DFF has zeroed in on a roster of creatives to receive special honors during the 2024 event. Among them Patricia Clarkson will receive a Cassavetes Award for her contributions to cinema. The veteran actress will receive the shine following a gala screening of Lilly at the MCA Denver at the Holiday Theater. Marianne Jean-Baptiste will be feted with an excellence in acting trophy after a screening of her latest collaboration with Mike Leigh’s Hard Truths. Modern Family star and Tony Award-winner Jesse Tyler Ferguson will take home the third CinemaQ LaBahn Ikon Film Award, an honor created to recognize talent’s creative excellence and outstanding impact and representation for the LGBTQ community. The fest will showcase Ferguson’s work in All That We Love and the short film It’s Okay. Another one: Nickel Boys helmer RaMell Ross will be feted with the fest’s excellence in directing award and his film will hit the big-screen at DFF.

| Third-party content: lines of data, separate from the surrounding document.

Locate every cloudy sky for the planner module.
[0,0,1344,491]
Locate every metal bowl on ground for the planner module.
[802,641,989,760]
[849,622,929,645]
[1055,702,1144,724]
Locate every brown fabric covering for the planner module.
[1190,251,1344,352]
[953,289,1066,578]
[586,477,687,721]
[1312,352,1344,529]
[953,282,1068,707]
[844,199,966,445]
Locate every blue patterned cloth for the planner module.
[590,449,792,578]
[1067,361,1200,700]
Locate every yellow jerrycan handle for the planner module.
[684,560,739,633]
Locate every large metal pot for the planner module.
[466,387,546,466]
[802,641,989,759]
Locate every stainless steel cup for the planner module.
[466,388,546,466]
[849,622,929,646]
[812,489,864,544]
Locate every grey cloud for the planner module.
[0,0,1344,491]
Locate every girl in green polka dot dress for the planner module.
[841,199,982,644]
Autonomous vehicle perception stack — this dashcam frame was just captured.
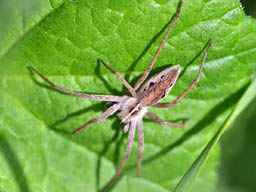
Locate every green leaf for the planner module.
[174,80,256,192]
[0,0,256,192]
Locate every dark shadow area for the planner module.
[240,0,256,18]
[0,134,30,192]
[126,84,249,170]
[216,94,256,192]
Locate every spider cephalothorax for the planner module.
[31,1,212,189]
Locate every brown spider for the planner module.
[31,0,213,189]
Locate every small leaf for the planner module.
[174,80,256,192]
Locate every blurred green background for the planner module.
[216,0,256,192]
[216,0,256,192]
[240,0,256,17]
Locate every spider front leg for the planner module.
[99,59,137,97]
[152,40,213,108]
[134,0,183,91]
[137,117,144,176]
[72,104,120,135]
[146,111,185,128]
[30,67,123,102]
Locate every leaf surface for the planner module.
[0,0,256,192]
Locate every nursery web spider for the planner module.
[31,1,213,189]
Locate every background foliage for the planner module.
[0,0,256,191]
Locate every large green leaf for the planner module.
[0,0,256,191]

Jason Reitman has been making the rounds with his latest film, Saturday Night, which will head to Denver for a special screening at which members of his cast and creative team will be honored with DFF’s 5280 Award for their work. Saturday Night, directed by Reitman from a script he co-wrote with Gil Kenan, is based on the true story of what happened behind the scenes in the 90 minutes leading up to the first broadcast of the iconic sketch comedy series.

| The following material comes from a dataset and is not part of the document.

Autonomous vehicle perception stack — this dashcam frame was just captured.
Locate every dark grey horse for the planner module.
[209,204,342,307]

Other honorees: Actor-turned-filmmaker Nnamdi Asomugha will receive a Breakthrough Director Award following a screening of his debut The Knife; Ryan Destiny will receive a Rising Star Award following a gala presentation of Rachel Morrison’s The Fire Inside; Cristiana Dell’Anna will be honored with the Maria and Tomasso Maglione Italian Filmmaker Award following a screening of Cabrini; and video artist Cecelia Condit will receive a Brakhage Vision Award.

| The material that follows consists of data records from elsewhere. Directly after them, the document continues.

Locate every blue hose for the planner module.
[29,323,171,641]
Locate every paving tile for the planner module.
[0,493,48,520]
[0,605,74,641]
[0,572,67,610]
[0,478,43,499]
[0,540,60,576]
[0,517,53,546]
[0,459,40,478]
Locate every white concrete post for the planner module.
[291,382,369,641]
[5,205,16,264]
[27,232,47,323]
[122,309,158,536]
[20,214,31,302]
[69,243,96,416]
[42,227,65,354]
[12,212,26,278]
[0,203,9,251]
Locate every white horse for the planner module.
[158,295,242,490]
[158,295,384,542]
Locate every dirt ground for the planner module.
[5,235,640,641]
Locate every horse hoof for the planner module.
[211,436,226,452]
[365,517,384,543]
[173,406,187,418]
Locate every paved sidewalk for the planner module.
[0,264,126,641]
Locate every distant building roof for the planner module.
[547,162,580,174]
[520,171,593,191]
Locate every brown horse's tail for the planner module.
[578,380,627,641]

“Jesse Tyler Ferguson, Patricia Clarkson and Marianne Jean-Baptiste make everything they are in better, and we expect they will do the same for this year’s festival,” said Denver Film artistic director Matthew Campbell. “At the same time, this has always been a filmmaker forward festival, so we’re very proud to be able to celebrate the work of RaMell Ross, who has such a fresh and exciting take on filmmaking, as well as Jason Reitman, who’s been delivering what audiences want for the better part of two decades.”
The festival’s roster of 2024 jurors includes The Bear showrunner Joanna Calo, Variety’s Daniel D’Addario, IndieWire’s Marcus Jones, actor Taylor John Smith (Where the Crawdads Sing), Berlanti Prods.’ Carl Ogawa, filmmaker Gabriela Ortega (Huella), Backstage Magazine’s Briana Rodriguez, acting coach Jean-Louis Rodrigue, Jeopardy! star Amy Schneider, Palm Springs ShortFest programmer Rachel Walker, Sing Sing producer Monique Walton, and The Hollywood Reporter’s Abbey White.
Tickets go on sale to the general public on Oct. 4.